Intimacy and Changes

Then there’s the topic of intimacy. I remember being quite the little firecracker in my 20s and 30s. Then came kids, thyroid issues, and early menopause. If you’re curious about how that affects your sex drive, do yourself a favor and Google it—trust me, you won’t want to again! And let’s just say that dryness becomes an unwelcome companion. Sure, you can make that awkward “I-just-ate-a-lemon” face, but your lady bits aren’t quite the jubilant fountain they once were. There are creams and solutions, but intimacy shifts from spontaneous to somewhat of a chore. You’ve got to find the humor in it, or you’ll be left with a solo act that takes an eternity. So budget your time wisely, stay lighthearted, and stock up on KY—extra strength is a wardrobe essential now. Fun is still possible, but swinging from chandeliers? That’s a recipe for a sore back; we’re way too old for that!

The Weight Gain Reality

And yes, the weight gain is real. Or rather, I should say *I’ve* gained weight.
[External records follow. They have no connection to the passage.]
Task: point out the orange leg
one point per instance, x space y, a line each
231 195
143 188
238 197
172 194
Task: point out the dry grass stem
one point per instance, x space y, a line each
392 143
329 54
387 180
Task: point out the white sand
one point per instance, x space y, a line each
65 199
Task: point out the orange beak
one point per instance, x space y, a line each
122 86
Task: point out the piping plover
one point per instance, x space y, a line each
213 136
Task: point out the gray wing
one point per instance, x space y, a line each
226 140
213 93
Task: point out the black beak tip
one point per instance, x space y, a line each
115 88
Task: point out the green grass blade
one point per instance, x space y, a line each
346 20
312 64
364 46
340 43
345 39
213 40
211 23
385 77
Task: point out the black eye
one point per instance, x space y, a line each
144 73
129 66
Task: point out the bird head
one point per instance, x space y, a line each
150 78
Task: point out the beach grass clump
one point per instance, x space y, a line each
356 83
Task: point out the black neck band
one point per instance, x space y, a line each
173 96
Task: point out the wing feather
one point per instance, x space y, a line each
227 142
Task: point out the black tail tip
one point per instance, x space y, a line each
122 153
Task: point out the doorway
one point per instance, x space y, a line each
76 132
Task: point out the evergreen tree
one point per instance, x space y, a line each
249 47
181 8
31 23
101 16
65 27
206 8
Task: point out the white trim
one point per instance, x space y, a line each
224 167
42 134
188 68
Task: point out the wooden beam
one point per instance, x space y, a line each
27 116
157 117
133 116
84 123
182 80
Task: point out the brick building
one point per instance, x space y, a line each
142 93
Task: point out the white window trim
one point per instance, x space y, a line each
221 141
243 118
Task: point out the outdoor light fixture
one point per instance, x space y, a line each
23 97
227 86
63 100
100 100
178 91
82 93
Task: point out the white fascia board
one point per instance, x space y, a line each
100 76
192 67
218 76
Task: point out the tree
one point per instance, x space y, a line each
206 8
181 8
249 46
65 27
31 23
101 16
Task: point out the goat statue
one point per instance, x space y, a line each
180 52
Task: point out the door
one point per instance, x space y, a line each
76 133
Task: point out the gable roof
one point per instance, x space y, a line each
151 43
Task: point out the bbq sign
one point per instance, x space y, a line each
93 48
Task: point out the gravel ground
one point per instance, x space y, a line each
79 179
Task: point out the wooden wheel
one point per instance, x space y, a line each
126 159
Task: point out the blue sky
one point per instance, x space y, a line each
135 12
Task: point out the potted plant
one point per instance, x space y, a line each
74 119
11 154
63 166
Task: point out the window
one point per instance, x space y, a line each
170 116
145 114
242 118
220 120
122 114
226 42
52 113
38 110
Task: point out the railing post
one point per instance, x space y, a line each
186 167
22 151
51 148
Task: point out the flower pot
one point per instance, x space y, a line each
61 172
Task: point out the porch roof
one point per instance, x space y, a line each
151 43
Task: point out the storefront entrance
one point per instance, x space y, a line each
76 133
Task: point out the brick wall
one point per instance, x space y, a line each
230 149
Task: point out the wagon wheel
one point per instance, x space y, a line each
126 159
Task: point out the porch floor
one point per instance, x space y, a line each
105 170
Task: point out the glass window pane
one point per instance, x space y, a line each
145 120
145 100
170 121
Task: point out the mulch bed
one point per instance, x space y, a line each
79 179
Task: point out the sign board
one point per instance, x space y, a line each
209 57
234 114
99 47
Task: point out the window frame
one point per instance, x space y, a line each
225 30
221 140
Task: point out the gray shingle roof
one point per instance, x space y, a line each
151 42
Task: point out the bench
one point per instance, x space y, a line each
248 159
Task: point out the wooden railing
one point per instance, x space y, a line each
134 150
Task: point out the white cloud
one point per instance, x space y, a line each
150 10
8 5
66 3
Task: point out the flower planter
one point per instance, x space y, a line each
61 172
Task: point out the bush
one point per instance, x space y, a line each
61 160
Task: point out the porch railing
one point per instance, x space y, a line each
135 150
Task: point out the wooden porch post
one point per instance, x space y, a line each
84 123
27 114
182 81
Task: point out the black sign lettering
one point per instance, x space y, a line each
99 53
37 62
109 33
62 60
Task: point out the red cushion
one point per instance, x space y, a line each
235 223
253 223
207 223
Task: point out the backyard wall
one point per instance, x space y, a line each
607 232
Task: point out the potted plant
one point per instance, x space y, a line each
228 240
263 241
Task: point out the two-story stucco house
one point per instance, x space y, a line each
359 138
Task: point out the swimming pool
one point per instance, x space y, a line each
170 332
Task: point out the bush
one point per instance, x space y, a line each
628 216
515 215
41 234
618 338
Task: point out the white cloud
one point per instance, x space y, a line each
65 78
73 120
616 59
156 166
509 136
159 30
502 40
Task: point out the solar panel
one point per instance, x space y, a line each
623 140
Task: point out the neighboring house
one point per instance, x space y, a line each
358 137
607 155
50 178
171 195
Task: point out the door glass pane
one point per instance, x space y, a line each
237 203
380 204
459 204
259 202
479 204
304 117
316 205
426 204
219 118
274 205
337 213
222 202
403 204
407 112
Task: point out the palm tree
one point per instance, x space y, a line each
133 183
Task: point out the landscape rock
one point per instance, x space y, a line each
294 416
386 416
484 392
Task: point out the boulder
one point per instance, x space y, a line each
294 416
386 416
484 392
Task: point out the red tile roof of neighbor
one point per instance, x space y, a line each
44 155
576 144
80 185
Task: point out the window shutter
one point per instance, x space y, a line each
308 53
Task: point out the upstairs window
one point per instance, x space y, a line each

What if we tear the chandelier out of the ceiling? How do we explain that to the kids? Some women, bless their hearts, seem to escape the weight gain that comes with age. The rest of us? Well, we’re just human! Our bodies change, and that metabolism? Consider it gone. You can either bid farewell to your favorite wines and desserts or learn to embrace that extra layer of you. That’s my strategy! I refuse to be the woman sipping kale smoothies while out. No way! I’ve earned my Malbec and chocolate cake. I’ve hit the big 5-0 and raised two kids who, despite all their antics, are still breathing. So, pour me that glass of wine and hand over the cake, especially that corner piece!

For more on navigating changes in life and love, you can check out this excellent resource on pregnancy and home insemination.

In conclusion, we all face the inevitable changes that come with age, but embracing them with humor and a glass of wine can make the journey a little more bearable.